The Procurement Act 2023 received Royal Assent in October 2023 and went live on 24 February 2025. It is the biggest overhaul of UK public procurement since Brexit. It replaced the Public Contracts Regulations 2015, the Concession Contracts Regulations 2016 and the Utilities Contracts Regulations 2016 in one Act.

If a procurement started before 24 February 2025, the old rules still apply until that contract is awarded. Anything new now runs under the Act. So a cleaning tender notice published in March 2025 is under the new rules. A framework call-off from a 2024 framework is not.

The new procurement procedures

The Act trims the messy old list of procedures down to two main ones plus a few special cases. Most soft FM contracts use the Open procedure. Larger or bundled FM deals use the Competitive Flexible procedure.

ProcedureWhat it isWhen you'll see it
Open procedureSingle stage. Any supplier can submit a bid against the published spec.The default for routine cleaning, catering, grounds, security, waste and pest contracts.
Competitive Flexible procedureBespoke multi-stage process. Buyer can design their own stages, timelines and criteria. Negotiation rounds allowed.Larger FM bundles. Innovative or complex contracts. Use is rising as buyers settle into the Act.
Direct awardNo competition. Allowed only on narrow grounds: extreme urgency, protection of life, sole supplier.Rare. The pandemic PPE buying was the headline example.
Light touch regimeA flexible regime for certain service categories with their own rules.Some health, social care and education services.

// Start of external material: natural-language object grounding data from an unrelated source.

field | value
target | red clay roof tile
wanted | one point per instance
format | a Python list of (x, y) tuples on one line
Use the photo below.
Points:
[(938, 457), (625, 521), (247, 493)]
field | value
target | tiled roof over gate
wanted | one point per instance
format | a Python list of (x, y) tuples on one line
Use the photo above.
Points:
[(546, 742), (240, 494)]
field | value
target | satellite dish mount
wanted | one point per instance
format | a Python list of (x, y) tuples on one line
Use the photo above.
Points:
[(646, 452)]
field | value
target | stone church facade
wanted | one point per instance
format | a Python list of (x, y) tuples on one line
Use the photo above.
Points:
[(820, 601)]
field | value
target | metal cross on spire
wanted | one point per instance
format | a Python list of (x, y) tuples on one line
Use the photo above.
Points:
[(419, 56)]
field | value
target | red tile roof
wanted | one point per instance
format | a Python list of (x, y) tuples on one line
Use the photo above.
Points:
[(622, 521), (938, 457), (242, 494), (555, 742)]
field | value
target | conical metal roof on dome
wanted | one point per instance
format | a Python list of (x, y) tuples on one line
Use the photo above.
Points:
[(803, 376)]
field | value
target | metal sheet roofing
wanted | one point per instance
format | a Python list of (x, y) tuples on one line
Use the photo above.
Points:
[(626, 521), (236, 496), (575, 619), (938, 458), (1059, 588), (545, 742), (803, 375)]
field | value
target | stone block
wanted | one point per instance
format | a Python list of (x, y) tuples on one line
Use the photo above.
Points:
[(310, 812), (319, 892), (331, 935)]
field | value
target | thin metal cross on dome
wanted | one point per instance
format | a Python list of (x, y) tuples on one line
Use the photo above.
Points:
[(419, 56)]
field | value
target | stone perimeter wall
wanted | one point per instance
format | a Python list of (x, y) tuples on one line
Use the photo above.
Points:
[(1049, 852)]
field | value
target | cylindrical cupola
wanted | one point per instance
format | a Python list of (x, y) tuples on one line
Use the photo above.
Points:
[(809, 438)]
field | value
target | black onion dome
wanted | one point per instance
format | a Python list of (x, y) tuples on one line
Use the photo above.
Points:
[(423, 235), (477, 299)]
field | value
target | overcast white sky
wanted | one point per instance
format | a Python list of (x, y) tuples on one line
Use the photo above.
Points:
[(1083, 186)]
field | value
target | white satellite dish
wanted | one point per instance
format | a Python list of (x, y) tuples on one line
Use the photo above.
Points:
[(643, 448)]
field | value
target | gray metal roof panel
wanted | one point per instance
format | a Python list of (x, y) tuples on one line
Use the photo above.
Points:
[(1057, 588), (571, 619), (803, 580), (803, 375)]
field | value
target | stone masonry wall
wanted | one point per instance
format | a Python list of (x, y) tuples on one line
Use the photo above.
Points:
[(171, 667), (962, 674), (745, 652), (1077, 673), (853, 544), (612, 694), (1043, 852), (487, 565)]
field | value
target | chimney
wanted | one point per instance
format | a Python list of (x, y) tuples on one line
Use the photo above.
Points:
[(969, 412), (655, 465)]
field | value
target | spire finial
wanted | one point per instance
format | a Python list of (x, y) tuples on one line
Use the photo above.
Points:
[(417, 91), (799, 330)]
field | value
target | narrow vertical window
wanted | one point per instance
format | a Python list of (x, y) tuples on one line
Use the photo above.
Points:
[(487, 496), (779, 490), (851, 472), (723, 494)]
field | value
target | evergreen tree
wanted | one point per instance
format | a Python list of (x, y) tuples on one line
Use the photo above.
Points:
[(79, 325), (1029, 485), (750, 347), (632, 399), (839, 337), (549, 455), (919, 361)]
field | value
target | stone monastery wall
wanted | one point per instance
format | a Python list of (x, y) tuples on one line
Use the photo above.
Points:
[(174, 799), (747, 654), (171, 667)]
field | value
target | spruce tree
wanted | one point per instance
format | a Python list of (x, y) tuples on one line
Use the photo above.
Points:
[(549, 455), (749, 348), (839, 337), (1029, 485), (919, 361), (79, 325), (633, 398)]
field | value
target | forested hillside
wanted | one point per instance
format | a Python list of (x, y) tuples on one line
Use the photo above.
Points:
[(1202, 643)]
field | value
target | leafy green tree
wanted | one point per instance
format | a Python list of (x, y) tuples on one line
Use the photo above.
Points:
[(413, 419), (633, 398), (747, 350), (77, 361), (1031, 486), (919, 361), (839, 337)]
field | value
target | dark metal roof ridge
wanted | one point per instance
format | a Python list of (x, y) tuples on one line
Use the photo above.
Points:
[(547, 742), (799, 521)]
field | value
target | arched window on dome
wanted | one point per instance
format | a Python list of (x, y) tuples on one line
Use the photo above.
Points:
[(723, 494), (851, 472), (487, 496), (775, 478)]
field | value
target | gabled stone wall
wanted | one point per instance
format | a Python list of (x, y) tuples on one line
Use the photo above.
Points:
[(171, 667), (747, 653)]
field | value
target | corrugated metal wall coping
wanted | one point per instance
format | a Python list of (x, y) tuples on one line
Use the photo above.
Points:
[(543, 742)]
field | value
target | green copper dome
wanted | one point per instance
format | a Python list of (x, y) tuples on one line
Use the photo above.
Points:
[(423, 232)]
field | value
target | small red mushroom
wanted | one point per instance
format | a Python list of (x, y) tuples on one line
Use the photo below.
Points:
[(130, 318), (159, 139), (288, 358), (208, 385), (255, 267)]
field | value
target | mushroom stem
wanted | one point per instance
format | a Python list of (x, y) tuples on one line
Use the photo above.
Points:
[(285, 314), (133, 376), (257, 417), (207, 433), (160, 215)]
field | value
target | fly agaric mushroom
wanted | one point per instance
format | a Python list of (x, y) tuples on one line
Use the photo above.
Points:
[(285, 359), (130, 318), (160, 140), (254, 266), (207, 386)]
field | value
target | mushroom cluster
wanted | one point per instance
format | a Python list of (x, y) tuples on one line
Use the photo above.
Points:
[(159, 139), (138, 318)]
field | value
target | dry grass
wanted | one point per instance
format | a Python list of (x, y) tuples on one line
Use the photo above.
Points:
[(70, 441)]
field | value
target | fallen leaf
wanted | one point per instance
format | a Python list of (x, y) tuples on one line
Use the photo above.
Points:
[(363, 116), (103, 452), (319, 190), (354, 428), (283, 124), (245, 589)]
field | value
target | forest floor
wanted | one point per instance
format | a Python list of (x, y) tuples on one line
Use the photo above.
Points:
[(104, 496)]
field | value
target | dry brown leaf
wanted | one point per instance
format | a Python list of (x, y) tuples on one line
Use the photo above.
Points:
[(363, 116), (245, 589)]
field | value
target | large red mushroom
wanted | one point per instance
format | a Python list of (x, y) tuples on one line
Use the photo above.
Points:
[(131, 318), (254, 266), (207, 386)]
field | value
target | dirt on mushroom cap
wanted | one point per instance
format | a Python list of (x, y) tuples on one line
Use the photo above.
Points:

The procedures you will see on Find a Tender and Contracts Finder.

The Competitive Flexible procedure also allows intermittent assessment. A buyer can check at each stage whether you still meet their minimum requirements, and drop you out before final tender. That is a change from the old fixed two-stage model. It can save you weeks of writing on a bid you could not win anyway.

The Central Digital Platform

All suppliers and all contracting authorities must register on the Central Digital Platform. Your company information goes in once. After that, every public sector tender pulls from the same record. No more re-typing your insurance figures, your ISO numbers and your turnover into a new portal each month.

Find a Tender, the high-value portal, is the front door to the platform. It now also covers more notices below the old £139,688 threshold. The platform is free to access for both buyers and suppliers.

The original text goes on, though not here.